Sometimes life gets busy, so having healthy and easy breakfast options that are ready to grab ‘n go are so helpful. This nut and seed bread is great because it’s super filling and full of nutrients that help give you an energy boost when you need it most. One loaf lasts me about 5 days, so it’s the perfect recipe to prepare on a Sunday and have it readily available throughout the workweek.
It’s also a good base recipe for you to add your own favorite flavors. I’ve made a Greek olive and rosemary version, a garlic version, and one with some Everything Bagel seasoning mixed in. All were delicious!

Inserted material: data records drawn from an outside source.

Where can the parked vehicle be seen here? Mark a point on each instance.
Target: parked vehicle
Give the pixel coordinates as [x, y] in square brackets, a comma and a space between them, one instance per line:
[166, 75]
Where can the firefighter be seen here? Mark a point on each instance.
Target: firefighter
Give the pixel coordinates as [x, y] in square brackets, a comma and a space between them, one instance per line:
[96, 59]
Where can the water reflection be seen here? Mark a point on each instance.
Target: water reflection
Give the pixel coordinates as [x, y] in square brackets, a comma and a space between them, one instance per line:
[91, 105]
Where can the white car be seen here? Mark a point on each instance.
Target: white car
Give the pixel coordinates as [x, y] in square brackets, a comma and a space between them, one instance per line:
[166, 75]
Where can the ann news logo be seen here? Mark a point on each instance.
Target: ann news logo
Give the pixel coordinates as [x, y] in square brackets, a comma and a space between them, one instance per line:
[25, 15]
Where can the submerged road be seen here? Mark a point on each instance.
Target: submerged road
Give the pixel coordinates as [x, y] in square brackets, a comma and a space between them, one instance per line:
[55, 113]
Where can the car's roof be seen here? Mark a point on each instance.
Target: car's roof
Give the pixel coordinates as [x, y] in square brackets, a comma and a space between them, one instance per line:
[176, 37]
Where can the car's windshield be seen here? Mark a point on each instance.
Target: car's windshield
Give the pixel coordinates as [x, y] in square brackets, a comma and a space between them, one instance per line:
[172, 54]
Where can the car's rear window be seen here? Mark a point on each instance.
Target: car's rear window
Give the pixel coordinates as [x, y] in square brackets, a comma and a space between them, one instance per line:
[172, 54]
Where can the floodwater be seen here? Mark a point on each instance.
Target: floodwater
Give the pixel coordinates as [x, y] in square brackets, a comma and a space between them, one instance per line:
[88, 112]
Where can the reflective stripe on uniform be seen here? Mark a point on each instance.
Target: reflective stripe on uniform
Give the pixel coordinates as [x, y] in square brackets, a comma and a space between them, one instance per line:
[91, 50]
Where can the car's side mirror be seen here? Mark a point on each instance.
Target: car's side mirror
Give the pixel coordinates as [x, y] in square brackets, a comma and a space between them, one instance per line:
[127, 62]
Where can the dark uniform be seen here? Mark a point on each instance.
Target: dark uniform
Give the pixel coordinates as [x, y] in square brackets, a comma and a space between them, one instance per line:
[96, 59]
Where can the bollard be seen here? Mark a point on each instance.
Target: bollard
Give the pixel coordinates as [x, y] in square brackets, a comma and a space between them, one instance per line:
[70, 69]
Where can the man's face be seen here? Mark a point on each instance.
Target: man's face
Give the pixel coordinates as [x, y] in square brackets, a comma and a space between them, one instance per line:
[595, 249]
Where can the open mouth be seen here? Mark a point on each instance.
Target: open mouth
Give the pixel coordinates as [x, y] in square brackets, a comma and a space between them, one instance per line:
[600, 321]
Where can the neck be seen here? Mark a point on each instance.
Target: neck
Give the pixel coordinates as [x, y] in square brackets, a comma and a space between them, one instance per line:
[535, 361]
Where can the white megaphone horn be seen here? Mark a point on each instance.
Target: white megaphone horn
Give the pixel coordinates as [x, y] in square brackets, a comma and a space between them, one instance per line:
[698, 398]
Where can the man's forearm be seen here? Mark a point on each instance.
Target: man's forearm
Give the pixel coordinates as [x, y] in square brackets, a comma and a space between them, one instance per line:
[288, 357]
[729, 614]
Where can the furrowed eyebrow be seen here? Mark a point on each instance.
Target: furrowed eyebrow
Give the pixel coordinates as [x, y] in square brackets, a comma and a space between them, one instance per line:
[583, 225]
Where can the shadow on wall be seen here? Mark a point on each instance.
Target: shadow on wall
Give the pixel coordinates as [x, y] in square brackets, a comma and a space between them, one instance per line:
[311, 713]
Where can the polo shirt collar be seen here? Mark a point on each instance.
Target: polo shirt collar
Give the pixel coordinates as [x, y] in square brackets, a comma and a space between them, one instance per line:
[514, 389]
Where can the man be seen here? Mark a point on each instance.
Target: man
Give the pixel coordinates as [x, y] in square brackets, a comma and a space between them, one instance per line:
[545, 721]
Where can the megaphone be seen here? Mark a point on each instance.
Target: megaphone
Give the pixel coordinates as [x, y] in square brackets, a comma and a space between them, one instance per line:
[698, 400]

- 1 cup of sunflower seed kernels
- 1 cup of shelled pumpkin seeds
- 3/4 cup of chopped walnuts
- 3/4 cup of flax seeds
- 1/2 cup of sliced almonds
- 1/4 cup of chia seeds
- 3/4 cup of water
- 5 eggs
- 1/4 cup of melted coconut oil
- Mix all the nuts and seeds in a large bowl and add the water. Stir it well and let it soak for at least 2 hours, but longer is better. This helps them break down a bit so they’re easier to digest.
- Once the nuts and seeds are done soaking, beat the eggs and melted coconut oil together.
- Add the egg mixture to the nut/seed bowl and stir well. Then transfer the batter to a loaf pan. Bake at 325F for 60 minutes or until cooked through.
- Once the loaf has cooled, slice it up and add toppings! I added some mashed avocado with a sprinkle of the “Everything but the Bagel” seasoning from Trader Joe’s (plus micro arugula sprouts to make it look prettier). It’s also delicious with cream cheese or tapenade.